Pourquoi Jean-Luc Mélenchon a-t-il tant de mal, pendant cette campagne législative, à « transformer l’essai » des présidentielles ? Va-t-il, dans les quelques jours de campagne qui lui restent, réussir à retrouver l’alchimie particulière qui a fondé sa dynamique présidentielle ou en revenir au logiciel contestataire d’une extrême gauche cantonnée depuis des années à réaliser des scores à un chiffre ? Analyse de ce qu’il reste du « torrent » Mélenchon avec Chloé Morin pour l’Observatoire de l’opinion.
Sur les ruines d’un Parti socialiste à qui il a confisqué, dans la foulée du premier débat présidentiel, le monopole du vote utile à gauche, le leader de La France insoumise cherche désormais à s’imposer dans la durée comme la seule force d’opposition. Et donc, un jour peut-être, la seule force d’alternance à Emmanuel Macron. Auréolé de son excellent score au premier tour de l’élection présidentielle, il semble d’ores et déjà avoir gagné une première bataille dans l’opinion : dans le dernier baromètre Ifop-Paris Match, son parti incarne « le mieux » l’opposition aux yeux de 39% des Français, dix points devant celui de Marine Le Pen, et distançant largement Les Républicains (23%). Même ce qu’il reste de sympathisants socialistes voient en lui un meilleur opposant à Emmanuel Macron que leur propre parti (40% contre 35%).
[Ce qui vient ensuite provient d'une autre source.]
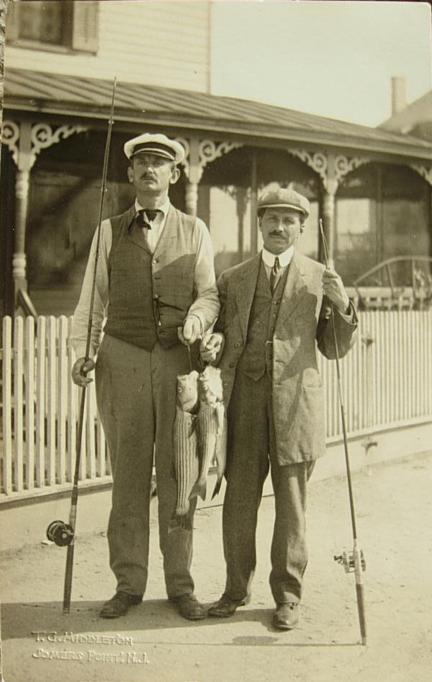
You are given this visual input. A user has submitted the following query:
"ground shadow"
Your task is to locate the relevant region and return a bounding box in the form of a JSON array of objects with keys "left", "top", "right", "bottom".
[{"left": 1, "top": 599, "right": 357, "bottom": 647}]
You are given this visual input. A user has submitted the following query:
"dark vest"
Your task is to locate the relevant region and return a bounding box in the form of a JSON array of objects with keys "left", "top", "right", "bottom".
[
  {"left": 105, "top": 206, "right": 196, "bottom": 351},
  {"left": 237, "top": 262, "right": 288, "bottom": 381}
]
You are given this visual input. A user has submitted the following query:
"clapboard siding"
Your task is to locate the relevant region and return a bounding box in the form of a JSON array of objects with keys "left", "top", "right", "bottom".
[{"left": 5, "top": 0, "right": 210, "bottom": 92}]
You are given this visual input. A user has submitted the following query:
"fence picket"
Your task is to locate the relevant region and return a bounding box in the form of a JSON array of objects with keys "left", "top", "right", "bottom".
[
  {"left": 12, "top": 315, "right": 24, "bottom": 492},
  {"left": 25, "top": 317, "right": 35, "bottom": 490},
  {"left": 2, "top": 317, "right": 13, "bottom": 495},
  {"left": 57, "top": 315, "right": 68, "bottom": 483},
  {"left": 46, "top": 315, "right": 57, "bottom": 485},
  {"left": 36, "top": 317, "right": 46, "bottom": 488}
]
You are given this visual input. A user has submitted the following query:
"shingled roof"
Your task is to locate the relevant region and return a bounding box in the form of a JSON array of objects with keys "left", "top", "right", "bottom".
[{"left": 4, "top": 68, "right": 432, "bottom": 160}]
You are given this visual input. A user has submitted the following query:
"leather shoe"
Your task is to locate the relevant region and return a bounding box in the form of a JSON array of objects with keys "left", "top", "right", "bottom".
[
  {"left": 99, "top": 592, "right": 142, "bottom": 618},
  {"left": 273, "top": 601, "right": 299, "bottom": 630},
  {"left": 172, "top": 594, "right": 207, "bottom": 620},
  {"left": 207, "top": 594, "right": 246, "bottom": 618}
]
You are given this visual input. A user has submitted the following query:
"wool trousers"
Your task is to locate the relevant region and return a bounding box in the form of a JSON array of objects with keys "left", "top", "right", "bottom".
[
  {"left": 223, "top": 371, "right": 314, "bottom": 604},
  {"left": 96, "top": 335, "right": 196, "bottom": 599}
]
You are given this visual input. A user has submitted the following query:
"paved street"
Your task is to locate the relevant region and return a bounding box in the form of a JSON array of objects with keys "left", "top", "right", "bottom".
[{"left": 1, "top": 453, "right": 432, "bottom": 682}]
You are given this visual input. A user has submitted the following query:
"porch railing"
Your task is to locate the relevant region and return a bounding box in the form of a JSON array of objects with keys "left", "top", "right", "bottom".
[{"left": 0, "top": 310, "right": 432, "bottom": 500}]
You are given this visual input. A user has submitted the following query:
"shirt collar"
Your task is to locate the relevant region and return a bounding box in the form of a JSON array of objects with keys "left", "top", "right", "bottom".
[
  {"left": 135, "top": 198, "right": 170, "bottom": 218},
  {"left": 262, "top": 245, "right": 294, "bottom": 268}
]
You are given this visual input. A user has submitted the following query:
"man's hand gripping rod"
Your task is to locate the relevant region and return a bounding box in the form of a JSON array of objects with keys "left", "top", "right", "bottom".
[
  {"left": 47, "top": 78, "right": 117, "bottom": 614},
  {"left": 319, "top": 220, "right": 366, "bottom": 645}
]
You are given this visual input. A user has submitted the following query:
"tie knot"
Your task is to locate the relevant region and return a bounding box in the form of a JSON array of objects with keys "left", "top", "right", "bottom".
[
  {"left": 135, "top": 208, "right": 159, "bottom": 230},
  {"left": 144, "top": 208, "right": 159, "bottom": 222}
]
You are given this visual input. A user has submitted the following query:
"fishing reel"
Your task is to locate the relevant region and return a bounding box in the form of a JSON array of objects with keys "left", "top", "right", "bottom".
[
  {"left": 47, "top": 521, "right": 74, "bottom": 547},
  {"left": 333, "top": 549, "right": 366, "bottom": 573}
]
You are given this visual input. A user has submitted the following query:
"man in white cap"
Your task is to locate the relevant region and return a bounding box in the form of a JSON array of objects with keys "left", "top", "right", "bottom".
[
  {"left": 201, "top": 188, "right": 357, "bottom": 630},
  {"left": 72, "top": 133, "right": 219, "bottom": 620}
]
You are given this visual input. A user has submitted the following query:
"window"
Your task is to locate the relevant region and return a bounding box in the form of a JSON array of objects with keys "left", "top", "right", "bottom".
[{"left": 6, "top": 0, "right": 98, "bottom": 53}]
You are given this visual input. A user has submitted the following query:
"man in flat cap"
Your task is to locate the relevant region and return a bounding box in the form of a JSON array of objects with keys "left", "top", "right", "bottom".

Malgré les critiques nombreuses dont il a fait l’objet dans l’entre-deux tours, l’opinion de gauche ne semble donc nullement lui tenir rigueur de son « ni ni » face au Front national. Pour autant, celui qui avait échoué à construire quoi que ce soit de durable sur la base de sa bonne campagne de 2012 doit savoir que la bataille de l’incarnation de l’opposition est loin d’être gagnée. Si l’on en juge par ce qui s’est passé depuis le 7 mai dernier et par la stratégie que Jean-Luc Mélenchon semble avoir adoptée, il est même permis de douter du succès de l’entreprise du leader de La France insoumise.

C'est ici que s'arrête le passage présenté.